Time, space, money, and social interaction: Using machine learning to classify people’s mobility strategies through four key dimensions

Title
Time, space, money, and social interaction: Using machine learning to classify people’s mobility strategies through four key dimensions
Author Rodrigo Victoriano, Antonio Paez, Juan Antonio Carrasco.
Line(s) Access & Mobility
Year of Publication 2020
Journal Title Travel, Behaviour and Society
Keywords
Mobility strategies, Activity participation, Modal split, Social interaction ,Monetary expenditure
Abstract Previous activity-based studies have shown that behavioural outcomes are the result of complex and multidimensional processes. In this context, identifying and characterizing discrete mobility profiles through the classification of people’s behavior is particularly attractive. By facilitating the interpretation of complex, multidimensional processes, such an exercise could help to efficiently target transport policy decisions. The purpose of this paper is to identify mobility strategy profiles considering four key dimensions: time, space, money, and social interaction. Data from a seven-day activity, travel, expenditure, and social interaction diary applied to a sample of residents from the city of Concepción, Chile, is used. A two-step approach based on machine learning techniques is adopted. First, we use a Self-Organizing Map algorithm to identify seven distinct mobility strategies, each characterized by distinctive behaviors. These profiles are identified through 18 weekday and weekend daily behavior variables measuring the four key dimensions mentioned above, with an explicit focus on transport mode use. In the second step, we use a Decision Tree algorithm to profile the mobility strategies by means of personal and household sociodemographic variables.
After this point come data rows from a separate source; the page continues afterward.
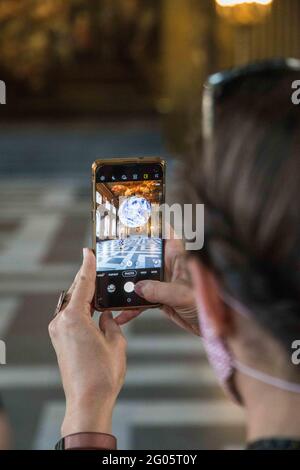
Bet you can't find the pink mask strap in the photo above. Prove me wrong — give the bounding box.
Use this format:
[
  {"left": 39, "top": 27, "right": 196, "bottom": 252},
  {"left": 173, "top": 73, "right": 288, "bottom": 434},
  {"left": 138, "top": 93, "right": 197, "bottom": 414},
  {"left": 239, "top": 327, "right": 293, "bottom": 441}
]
[{"left": 234, "top": 360, "right": 300, "bottom": 393}]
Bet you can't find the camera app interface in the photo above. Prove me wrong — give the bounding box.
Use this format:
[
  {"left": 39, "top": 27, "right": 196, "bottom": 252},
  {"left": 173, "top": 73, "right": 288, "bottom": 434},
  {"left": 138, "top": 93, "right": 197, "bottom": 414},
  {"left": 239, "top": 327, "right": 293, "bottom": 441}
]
[{"left": 95, "top": 164, "right": 163, "bottom": 307}]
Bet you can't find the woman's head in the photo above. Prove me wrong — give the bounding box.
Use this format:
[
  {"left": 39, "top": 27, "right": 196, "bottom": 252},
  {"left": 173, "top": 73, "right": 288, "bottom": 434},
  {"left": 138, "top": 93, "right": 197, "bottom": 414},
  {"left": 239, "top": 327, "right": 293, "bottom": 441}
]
[{"left": 185, "top": 57, "right": 300, "bottom": 396}]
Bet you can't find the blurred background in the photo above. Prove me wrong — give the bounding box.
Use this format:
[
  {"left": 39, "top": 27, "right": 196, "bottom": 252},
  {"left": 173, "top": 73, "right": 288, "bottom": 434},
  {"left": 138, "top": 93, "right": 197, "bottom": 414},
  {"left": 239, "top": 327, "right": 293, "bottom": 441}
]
[{"left": 0, "top": 0, "right": 300, "bottom": 449}]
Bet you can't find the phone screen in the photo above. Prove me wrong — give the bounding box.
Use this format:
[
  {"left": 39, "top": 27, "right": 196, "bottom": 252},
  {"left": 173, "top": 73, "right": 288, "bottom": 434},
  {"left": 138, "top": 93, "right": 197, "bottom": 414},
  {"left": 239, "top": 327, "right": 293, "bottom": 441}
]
[{"left": 95, "top": 162, "right": 164, "bottom": 308}]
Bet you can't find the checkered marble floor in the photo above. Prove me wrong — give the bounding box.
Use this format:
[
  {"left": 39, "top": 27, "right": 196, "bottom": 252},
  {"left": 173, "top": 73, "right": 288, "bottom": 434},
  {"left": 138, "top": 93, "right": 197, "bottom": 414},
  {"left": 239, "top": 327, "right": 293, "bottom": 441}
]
[{"left": 0, "top": 180, "right": 244, "bottom": 449}]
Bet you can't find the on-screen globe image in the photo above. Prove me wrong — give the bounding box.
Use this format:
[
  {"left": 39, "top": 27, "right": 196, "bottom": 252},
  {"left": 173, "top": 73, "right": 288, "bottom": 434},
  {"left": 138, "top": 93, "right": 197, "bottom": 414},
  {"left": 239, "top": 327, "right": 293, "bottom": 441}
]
[{"left": 119, "top": 196, "right": 151, "bottom": 228}]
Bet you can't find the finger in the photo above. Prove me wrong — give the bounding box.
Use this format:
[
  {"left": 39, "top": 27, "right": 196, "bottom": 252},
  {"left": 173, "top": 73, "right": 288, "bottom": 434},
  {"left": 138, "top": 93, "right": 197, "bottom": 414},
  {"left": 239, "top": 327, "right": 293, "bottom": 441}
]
[
  {"left": 99, "top": 310, "right": 122, "bottom": 340},
  {"left": 115, "top": 309, "right": 145, "bottom": 325},
  {"left": 70, "top": 248, "right": 96, "bottom": 311},
  {"left": 135, "top": 281, "right": 191, "bottom": 307}
]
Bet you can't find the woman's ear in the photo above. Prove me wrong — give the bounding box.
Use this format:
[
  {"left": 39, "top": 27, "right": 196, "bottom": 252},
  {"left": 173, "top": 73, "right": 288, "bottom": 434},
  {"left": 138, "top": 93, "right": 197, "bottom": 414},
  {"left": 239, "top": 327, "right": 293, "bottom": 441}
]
[{"left": 189, "top": 259, "right": 233, "bottom": 337}]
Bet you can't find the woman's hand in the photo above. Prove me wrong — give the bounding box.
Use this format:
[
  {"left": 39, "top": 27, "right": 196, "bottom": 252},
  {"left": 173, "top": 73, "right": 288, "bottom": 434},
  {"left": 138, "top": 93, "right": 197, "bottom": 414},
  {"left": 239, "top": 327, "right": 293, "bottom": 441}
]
[
  {"left": 116, "top": 239, "right": 200, "bottom": 335},
  {"left": 49, "top": 248, "right": 126, "bottom": 436}
]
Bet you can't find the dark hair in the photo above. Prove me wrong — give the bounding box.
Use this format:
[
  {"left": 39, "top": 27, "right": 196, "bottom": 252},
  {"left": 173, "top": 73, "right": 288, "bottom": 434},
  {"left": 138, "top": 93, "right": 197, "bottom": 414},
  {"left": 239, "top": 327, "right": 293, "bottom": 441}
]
[{"left": 186, "top": 58, "right": 300, "bottom": 350}]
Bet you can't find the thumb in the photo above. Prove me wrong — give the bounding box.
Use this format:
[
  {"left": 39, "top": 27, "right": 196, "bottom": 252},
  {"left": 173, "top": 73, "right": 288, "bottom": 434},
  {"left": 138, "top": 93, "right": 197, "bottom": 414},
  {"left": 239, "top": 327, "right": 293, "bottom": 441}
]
[
  {"left": 99, "top": 310, "right": 123, "bottom": 340},
  {"left": 135, "top": 280, "right": 190, "bottom": 307},
  {"left": 70, "top": 248, "right": 96, "bottom": 309}
]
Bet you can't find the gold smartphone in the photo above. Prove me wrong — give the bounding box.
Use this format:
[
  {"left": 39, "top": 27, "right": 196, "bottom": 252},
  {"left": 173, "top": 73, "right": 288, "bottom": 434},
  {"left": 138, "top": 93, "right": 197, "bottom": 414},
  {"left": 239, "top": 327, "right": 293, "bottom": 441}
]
[{"left": 92, "top": 157, "right": 166, "bottom": 311}]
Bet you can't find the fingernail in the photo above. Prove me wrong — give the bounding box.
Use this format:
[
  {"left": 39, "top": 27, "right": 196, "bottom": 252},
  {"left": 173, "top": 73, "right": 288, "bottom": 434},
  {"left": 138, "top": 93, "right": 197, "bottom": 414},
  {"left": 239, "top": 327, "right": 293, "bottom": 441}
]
[{"left": 134, "top": 281, "right": 148, "bottom": 297}]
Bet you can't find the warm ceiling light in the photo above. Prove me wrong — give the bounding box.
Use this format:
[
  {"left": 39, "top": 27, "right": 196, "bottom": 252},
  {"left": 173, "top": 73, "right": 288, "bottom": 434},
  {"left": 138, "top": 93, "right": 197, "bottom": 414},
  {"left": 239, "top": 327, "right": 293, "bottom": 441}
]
[{"left": 215, "top": 0, "right": 273, "bottom": 25}]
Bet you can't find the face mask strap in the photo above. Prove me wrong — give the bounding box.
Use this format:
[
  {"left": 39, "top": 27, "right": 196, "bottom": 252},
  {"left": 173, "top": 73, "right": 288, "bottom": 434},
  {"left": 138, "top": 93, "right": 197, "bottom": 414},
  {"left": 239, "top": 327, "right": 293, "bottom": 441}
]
[
  {"left": 218, "top": 292, "right": 300, "bottom": 393},
  {"left": 234, "top": 360, "right": 300, "bottom": 393}
]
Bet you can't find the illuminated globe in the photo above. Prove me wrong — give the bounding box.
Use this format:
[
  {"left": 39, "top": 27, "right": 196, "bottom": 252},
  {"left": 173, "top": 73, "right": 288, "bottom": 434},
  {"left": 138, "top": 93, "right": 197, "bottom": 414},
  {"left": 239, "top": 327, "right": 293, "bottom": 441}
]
[{"left": 119, "top": 196, "right": 151, "bottom": 228}]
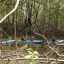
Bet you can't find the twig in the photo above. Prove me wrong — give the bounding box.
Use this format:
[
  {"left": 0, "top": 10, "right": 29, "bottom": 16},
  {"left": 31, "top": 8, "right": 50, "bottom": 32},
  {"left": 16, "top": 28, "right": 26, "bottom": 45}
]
[
  {"left": 0, "top": 0, "right": 20, "bottom": 23},
  {"left": 33, "top": 31, "right": 64, "bottom": 56}
]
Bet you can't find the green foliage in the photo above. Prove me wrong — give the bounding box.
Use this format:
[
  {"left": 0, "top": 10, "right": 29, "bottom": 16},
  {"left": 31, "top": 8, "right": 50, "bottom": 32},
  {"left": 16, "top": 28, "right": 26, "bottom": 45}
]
[{"left": 25, "top": 48, "right": 39, "bottom": 64}]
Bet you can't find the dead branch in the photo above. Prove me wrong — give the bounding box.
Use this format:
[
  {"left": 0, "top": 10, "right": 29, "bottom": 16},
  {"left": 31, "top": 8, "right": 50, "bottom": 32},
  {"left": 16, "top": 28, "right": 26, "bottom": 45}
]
[{"left": 33, "top": 31, "right": 64, "bottom": 56}]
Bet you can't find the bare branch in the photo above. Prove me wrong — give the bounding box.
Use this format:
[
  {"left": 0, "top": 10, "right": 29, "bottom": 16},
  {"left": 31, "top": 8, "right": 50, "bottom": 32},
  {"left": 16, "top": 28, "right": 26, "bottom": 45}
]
[{"left": 0, "top": 0, "right": 20, "bottom": 23}]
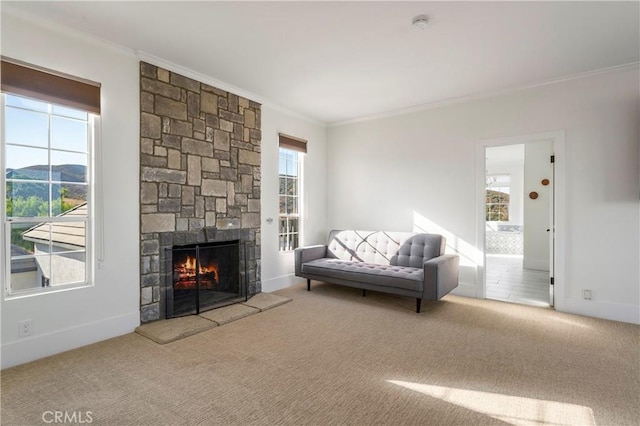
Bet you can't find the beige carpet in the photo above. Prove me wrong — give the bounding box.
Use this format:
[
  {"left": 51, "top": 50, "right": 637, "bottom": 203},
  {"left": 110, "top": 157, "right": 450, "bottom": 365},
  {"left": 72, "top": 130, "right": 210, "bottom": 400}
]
[
  {"left": 1, "top": 282, "right": 640, "bottom": 425},
  {"left": 136, "top": 293, "right": 291, "bottom": 345}
]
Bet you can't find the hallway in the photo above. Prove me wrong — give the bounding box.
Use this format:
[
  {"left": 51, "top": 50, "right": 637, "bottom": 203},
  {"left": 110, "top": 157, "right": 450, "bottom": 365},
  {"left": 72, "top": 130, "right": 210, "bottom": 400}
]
[{"left": 486, "top": 254, "right": 549, "bottom": 306}]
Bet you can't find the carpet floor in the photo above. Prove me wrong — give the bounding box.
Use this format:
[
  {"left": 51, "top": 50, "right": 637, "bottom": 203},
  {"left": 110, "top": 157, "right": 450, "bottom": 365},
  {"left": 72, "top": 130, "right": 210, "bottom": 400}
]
[{"left": 0, "top": 282, "right": 640, "bottom": 426}]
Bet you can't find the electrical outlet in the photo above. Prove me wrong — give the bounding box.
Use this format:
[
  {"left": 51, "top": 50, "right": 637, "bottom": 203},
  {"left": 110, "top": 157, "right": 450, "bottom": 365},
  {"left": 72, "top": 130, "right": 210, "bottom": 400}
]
[{"left": 18, "top": 320, "right": 33, "bottom": 337}]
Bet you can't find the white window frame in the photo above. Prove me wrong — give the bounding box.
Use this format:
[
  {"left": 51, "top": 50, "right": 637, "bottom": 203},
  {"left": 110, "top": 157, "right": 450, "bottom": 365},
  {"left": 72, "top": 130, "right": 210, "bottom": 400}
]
[
  {"left": 277, "top": 147, "right": 304, "bottom": 254},
  {"left": 485, "top": 173, "right": 511, "bottom": 223},
  {"left": 0, "top": 93, "right": 95, "bottom": 300}
]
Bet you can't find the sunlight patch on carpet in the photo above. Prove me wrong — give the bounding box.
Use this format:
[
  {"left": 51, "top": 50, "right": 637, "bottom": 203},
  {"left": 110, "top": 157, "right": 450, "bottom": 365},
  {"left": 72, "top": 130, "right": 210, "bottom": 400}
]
[{"left": 387, "top": 380, "right": 596, "bottom": 426}]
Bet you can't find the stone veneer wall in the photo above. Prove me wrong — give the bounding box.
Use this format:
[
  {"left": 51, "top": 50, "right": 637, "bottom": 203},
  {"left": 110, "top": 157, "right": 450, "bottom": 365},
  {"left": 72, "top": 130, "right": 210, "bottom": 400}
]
[{"left": 140, "top": 62, "right": 261, "bottom": 322}]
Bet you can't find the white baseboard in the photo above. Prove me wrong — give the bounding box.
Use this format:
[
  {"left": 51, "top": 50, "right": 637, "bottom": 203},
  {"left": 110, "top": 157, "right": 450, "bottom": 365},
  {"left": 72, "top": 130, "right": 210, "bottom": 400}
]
[
  {"left": 262, "top": 274, "right": 305, "bottom": 293},
  {"left": 451, "top": 283, "right": 477, "bottom": 298},
  {"left": 556, "top": 298, "right": 640, "bottom": 324},
  {"left": 0, "top": 311, "right": 140, "bottom": 369}
]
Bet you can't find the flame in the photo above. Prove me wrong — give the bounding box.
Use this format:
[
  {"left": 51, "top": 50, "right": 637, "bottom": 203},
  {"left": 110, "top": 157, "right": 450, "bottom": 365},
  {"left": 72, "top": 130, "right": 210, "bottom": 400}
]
[{"left": 173, "top": 256, "right": 219, "bottom": 289}]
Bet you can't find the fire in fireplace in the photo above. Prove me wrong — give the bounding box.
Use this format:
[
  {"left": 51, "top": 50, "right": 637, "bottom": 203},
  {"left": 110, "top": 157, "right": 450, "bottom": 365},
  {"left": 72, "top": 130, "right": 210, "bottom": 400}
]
[{"left": 166, "top": 240, "right": 246, "bottom": 318}]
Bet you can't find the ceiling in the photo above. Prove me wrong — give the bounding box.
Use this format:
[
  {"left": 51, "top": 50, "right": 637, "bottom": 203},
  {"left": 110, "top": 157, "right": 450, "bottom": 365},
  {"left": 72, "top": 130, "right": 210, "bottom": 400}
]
[{"left": 2, "top": 1, "right": 640, "bottom": 124}]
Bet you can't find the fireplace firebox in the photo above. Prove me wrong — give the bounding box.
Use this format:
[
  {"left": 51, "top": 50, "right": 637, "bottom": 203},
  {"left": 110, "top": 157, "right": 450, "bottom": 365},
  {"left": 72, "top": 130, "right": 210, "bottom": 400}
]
[{"left": 166, "top": 240, "right": 247, "bottom": 318}]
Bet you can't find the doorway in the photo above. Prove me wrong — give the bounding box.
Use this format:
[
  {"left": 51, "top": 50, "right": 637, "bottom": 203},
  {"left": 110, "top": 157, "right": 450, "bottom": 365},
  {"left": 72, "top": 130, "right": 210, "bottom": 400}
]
[{"left": 483, "top": 140, "right": 554, "bottom": 307}]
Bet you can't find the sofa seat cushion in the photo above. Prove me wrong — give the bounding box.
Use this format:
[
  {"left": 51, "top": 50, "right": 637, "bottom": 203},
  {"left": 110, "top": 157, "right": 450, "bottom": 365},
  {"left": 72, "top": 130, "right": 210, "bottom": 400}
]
[{"left": 302, "top": 258, "right": 424, "bottom": 291}]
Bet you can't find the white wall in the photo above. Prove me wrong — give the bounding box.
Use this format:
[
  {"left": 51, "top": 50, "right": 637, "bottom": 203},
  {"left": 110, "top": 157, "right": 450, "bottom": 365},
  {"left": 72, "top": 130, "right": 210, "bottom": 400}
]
[
  {"left": 328, "top": 67, "right": 640, "bottom": 323},
  {"left": 523, "top": 141, "right": 553, "bottom": 271},
  {"left": 261, "top": 105, "right": 328, "bottom": 292},
  {"left": 0, "top": 8, "right": 140, "bottom": 368}
]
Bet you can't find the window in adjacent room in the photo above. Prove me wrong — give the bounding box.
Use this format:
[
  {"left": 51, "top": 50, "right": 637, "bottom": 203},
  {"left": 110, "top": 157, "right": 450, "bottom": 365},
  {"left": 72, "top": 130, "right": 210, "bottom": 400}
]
[
  {"left": 0, "top": 58, "right": 100, "bottom": 295},
  {"left": 486, "top": 175, "right": 511, "bottom": 222},
  {"left": 278, "top": 134, "right": 307, "bottom": 252}
]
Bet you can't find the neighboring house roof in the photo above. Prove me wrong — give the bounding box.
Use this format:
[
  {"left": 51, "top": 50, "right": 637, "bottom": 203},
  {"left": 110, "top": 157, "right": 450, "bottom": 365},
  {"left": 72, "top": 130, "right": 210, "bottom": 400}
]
[
  {"left": 22, "top": 203, "right": 87, "bottom": 249},
  {"left": 11, "top": 244, "right": 38, "bottom": 274}
]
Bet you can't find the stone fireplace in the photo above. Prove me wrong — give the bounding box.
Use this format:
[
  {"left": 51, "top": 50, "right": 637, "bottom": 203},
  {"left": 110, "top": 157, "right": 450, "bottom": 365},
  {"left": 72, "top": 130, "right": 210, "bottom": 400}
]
[{"left": 140, "top": 62, "right": 261, "bottom": 323}]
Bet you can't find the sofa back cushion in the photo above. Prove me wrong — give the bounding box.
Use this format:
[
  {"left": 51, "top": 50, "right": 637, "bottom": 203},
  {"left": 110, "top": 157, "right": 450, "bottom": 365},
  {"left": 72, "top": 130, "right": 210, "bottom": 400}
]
[{"left": 327, "top": 230, "right": 445, "bottom": 268}]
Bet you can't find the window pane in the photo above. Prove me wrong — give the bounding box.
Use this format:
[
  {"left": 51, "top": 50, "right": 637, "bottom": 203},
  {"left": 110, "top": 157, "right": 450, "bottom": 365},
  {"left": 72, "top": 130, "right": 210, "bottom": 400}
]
[
  {"left": 51, "top": 117, "right": 87, "bottom": 152},
  {"left": 51, "top": 150, "right": 88, "bottom": 182},
  {"left": 51, "top": 183, "right": 87, "bottom": 216},
  {"left": 51, "top": 247, "right": 86, "bottom": 286},
  {"left": 9, "top": 223, "right": 35, "bottom": 255},
  {"left": 287, "top": 157, "right": 298, "bottom": 176},
  {"left": 287, "top": 197, "right": 298, "bottom": 214},
  {"left": 4, "top": 107, "right": 49, "bottom": 147},
  {"left": 6, "top": 95, "right": 49, "bottom": 112},
  {"left": 51, "top": 105, "right": 89, "bottom": 121},
  {"left": 5, "top": 145, "right": 49, "bottom": 176},
  {"left": 286, "top": 178, "right": 298, "bottom": 195},
  {"left": 6, "top": 182, "right": 49, "bottom": 217}
]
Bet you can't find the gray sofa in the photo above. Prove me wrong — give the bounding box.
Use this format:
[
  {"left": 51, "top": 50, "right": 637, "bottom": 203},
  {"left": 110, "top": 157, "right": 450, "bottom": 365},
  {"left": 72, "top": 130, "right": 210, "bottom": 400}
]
[{"left": 295, "top": 230, "right": 459, "bottom": 313}]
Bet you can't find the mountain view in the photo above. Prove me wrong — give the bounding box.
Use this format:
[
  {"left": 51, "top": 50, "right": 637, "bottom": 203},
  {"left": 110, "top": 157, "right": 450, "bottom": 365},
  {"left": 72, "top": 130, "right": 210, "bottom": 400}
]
[{"left": 7, "top": 164, "right": 87, "bottom": 205}]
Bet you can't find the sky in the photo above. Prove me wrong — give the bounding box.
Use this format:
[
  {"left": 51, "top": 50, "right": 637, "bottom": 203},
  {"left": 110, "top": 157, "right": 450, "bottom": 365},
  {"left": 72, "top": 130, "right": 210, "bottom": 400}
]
[{"left": 4, "top": 95, "right": 88, "bottom": 173}]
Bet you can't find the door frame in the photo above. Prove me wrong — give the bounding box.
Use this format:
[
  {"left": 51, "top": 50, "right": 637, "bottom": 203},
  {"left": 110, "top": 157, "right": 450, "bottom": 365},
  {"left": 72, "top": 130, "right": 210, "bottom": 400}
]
[{"left": 476, "top": 130, "right": 566, "bottom": 311}]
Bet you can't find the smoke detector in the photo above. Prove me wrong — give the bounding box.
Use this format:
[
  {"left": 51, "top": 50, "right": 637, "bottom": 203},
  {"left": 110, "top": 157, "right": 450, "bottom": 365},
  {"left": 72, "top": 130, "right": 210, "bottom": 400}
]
[{"left": 411, "top": 15, "right": 429, "bottom": 30}]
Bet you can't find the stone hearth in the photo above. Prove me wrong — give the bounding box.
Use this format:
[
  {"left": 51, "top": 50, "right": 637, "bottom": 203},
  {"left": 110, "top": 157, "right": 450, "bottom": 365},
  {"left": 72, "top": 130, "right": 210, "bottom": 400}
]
[{"left": 140, "top": 62, "right": 261, "bottom": 322}]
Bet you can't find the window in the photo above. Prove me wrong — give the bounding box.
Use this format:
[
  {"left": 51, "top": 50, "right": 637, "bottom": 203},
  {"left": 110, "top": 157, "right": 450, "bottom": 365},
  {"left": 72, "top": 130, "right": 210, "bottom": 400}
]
[
  {"left": 485, "top": 175, "right": 511, "bottom": 222},
  {"left": 278, "top": 134, "right": 306, "bottom": 252},
  {"left": 0, "top": 61, "right": 97, "bottom": 295}
]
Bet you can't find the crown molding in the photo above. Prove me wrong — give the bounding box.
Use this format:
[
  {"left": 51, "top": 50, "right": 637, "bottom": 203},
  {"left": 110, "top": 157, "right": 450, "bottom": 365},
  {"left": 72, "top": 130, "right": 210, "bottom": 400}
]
[
  {"left": 0, "top": 1, "right": 327, "bottom": 128},
  {"left": 0, "top": 1, "right": 135, "bottom": 57},
  {"left": 327, "top": 62, "right": 640, "bottom": 127},
  {"left": 136, "top": 51, "right": 327, "bottom": 127}
]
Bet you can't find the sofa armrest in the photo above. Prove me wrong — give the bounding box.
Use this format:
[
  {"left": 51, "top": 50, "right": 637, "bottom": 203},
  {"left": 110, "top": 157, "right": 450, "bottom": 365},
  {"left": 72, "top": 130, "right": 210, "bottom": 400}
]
[
  {"left": 422, "top": 254, "right": 460, "bottom": 300},
  {"left": 293, "top": 245, "right": 327, "bottom": 277}
]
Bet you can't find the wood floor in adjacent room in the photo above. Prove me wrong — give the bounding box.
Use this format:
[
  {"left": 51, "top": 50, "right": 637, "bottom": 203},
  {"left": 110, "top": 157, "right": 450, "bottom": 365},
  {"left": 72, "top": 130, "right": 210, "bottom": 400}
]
[{"left": 1, "top": 282, "right": 640, "bottom": 425}]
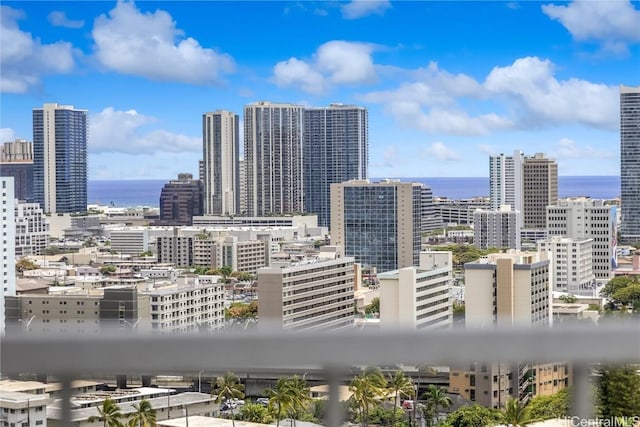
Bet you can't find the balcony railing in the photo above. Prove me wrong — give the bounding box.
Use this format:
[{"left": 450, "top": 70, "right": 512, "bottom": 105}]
[{"left": 0, "top": 320, "right": 640, "bottom": 427}]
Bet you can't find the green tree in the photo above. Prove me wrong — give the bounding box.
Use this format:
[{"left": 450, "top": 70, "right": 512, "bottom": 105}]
[
  {"left": 213, "top": 372, "right": 244, "bottom": 427},
  {"left": 89, "top": 397, "right": 124, "bottom": 427},
  {"left": 349, "top": 369, "right": 387, "bottom": 426},
  {"left": 527, "top": 388, "right": 569, "bottom": 420},
  {"left": 444, "top": 404, "right": 502, "bottom": 427},
  {"left": 239, "top": 403, "right": 273, "bottom": 424},
  {"left": 128, "top": 399, "right": 156, "bottom": 427},
  {"left": 502, "top": 397, "right": 534, "bottom": 427},
  {"left": 387, "top": 370, "right": 415, "bottom": 426},
  {"left": 596, "top": 364, "right": 640, "bottom": 418},
  {"left": 422, "top": 384, "right": 452, "bottom": 425}
]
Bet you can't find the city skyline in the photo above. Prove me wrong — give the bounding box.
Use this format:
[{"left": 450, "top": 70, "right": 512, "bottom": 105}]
[{"left": 0, "top": 1, "right": 640, "bottom": 180}]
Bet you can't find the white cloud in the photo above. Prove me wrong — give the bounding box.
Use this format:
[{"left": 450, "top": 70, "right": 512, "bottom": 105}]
[
  {"left": 390, "top": 101, "right": 513, "bottom": 136},
  {"left": 360, "top": 57, "right": 619, "bottom": 136},
  {"left": 484, "top": 57, "right": 619, "bottom": 130},
  {"left": 89, "top": 107, "right": 202, "bottom": 154},
  {"left": 340, "top": 0, "right": 391, "bottom": 19},
  {"left": 0, "top": 128, "right": 16, "bottom": 144},
  {"left": 425, "top": 141, "right": 462, "bottom": 161},
  {"left": 273, "top": 40, "right": 376, "bottom": 94},
  {"left": 551, "top": 138, "right": 614, "bottom": 159},
  {"left": 273, "top": 58, "right": 326, "bottom": 94},
  {"left": 0, "top": 6, "right": 74, "bottom": 93},
  {"left": 542, "top": 0, "right": 640, "bottom": 50},
  {"left": 92, "top": 1, "right": 235, "bottom": 84},
  {"left": 47, "top": 10, "right": 84, "bottom": 28}
]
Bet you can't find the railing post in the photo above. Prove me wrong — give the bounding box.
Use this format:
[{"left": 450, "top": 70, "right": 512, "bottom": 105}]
[
  {"left": 61, "top": 375, "right": 73, "bottom": 426},
  {"left": 571, "top": 363, "right": 594, "bottom": 425},
  {"left": 326, "top": 366, "right": 344, "bottom": 427}
]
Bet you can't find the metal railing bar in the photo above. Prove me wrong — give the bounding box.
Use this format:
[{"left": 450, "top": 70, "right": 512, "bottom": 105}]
[{"left": 0, "top": 321, "right": 640, "bottom": 376}]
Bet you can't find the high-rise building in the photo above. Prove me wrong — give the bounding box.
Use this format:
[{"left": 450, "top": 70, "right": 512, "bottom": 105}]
[
  {"left": 538, "top": 236, "right": 595, "bottom": 296},
  {"left": 547, "top": 197, "right": 617, "bottom": 282},
  {"left": 202, "top": 110, "right": 240, "bottom": 215},
  {"left": 15, "top": 201, "right": 49, "bottom": 257},
  {"left": 489, "top": 150, "right": 524, "bottom": 212},
  {"left": 0, "top": 139, "right": 33, "bottom": 201},
  {"left": 0, "top": 177, "right": 16, "bottom": 335},
  {"left": 244, "top": 102, "right": 304, "bottom": 216},
  {"left": 156, "top": 173, "right": 203, "bottom": 225},
  {"left": 257, "top": 248, "right": 355, "bottom": 331},
  {"left": 303, "top": 104, "right": 369, "bottom": 227},
  {"left": 620, "top": 85, "right": 640, "bottom": 242},
  {"left": 473, "top": 205, "right": 521, "bottom": 250},
  {"left": 331, "top": 180, "right": 422, "bottom": 272},
  {"left": 33, "top": 104, "right": 88, "bottom": 213},
  {"left": 521, "top": 153, "right": 558, "bottom": 230}
]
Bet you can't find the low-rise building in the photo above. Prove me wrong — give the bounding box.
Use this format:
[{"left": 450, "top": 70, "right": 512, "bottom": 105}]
[{"left": 258, "top": 250, "right": 354, "bottom": 331}]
The results show interesting links among the dimensions of analysis within these profiles, such as connections between monetary expenditure on leisure and daily social interaction, and that profiles with higher private vehicle modal split tend to present higher levels of social interaction with people in their social network than public transit users.
Doi https://doi.org/10.1016/j.tbs.2020.02.004
Corresponding Author Rodrigo Victoriano, Antonio Paez, Juan Antonio Carrasco.